P.-S. : On s'étonnera peut-être du choix de ces citations qui semblent contredire quelque peu mon propos, mais d'une part, il ne s'agit formellement pas de verrouiller un système de thèses, mais bien de s'interroger, et d'en tirer des conséquences pratiques, comme celle de la nécessité d'un prosélytisme réactionnaire.
Et plus substantiellement, si le républicanisme court le risque d'être inapplicable en raison de la pureté même de son idéal, que penser de la démocratie, qui en sus, n'est qu'un despotisme ?

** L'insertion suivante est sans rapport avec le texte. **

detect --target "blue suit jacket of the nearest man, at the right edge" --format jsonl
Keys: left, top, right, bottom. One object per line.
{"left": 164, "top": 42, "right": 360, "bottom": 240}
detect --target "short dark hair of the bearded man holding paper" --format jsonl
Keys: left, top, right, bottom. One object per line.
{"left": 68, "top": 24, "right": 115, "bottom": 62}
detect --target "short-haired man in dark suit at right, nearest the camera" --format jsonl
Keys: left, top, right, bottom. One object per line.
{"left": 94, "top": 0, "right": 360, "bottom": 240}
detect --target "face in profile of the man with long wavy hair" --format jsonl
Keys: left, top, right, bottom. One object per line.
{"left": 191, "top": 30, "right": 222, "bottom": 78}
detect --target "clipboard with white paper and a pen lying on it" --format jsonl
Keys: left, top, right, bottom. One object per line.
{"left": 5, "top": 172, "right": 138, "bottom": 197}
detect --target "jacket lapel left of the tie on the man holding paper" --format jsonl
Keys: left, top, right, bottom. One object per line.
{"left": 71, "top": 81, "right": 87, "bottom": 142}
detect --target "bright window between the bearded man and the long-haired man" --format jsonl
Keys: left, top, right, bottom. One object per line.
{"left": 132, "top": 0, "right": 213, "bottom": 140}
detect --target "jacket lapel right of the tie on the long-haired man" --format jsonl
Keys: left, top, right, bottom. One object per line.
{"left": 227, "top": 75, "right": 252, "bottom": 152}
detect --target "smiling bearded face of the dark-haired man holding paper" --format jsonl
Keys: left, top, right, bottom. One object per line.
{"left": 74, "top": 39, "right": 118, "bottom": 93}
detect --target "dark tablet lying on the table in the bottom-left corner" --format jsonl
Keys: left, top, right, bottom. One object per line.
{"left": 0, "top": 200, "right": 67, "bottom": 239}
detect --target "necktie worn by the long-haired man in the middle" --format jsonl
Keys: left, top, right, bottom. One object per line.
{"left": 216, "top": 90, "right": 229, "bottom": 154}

Enfin, il est toujours agréable de constater que des rapports de concepts qu'on présente aujourd'hui figés, sont en réalité bien plus élastiques et libres pour peu qu'on y prenne garde : Kant dénigre la démocratie pour en appeler à un républicanisme non fondé sur une quelconque amélioration morale de l'homme (formule actuelle du républicanisme), mais bien sur une construction constitutionnelle (comme les libéraux, qui refusent que les questions morales franchissent le seuil du politique). Autrement dit, on dirait aujourd'hui que Kant est un ennemi de la démocratie, un libéral, mais aussi un humaniste — par ailleurs partisan de la peine de mort. Voilà bien du grain à moudre pour tous les constipés du cortex qui encombrent les chaires de sciences politiques et les marbres d'imprimerie. Un peu de subtilité, et en dernier ressort de liberté, dans notre époque si désespérément binaire.
Commentaires
Billet très intéressant! Je dois dire que je ne partage pas l'ensemble de vos remarques, mais votre critique de la démocratie me semble très juste.
Je vais sans doute vous citer dans un petit billet que j'allais écrire (mais il se fait un peu tard) aujourd'hui sur la question de la démocratie et du républicanisme.
Merci des quelques pistes d'inspirations.
Très belle plume soit dit en passant.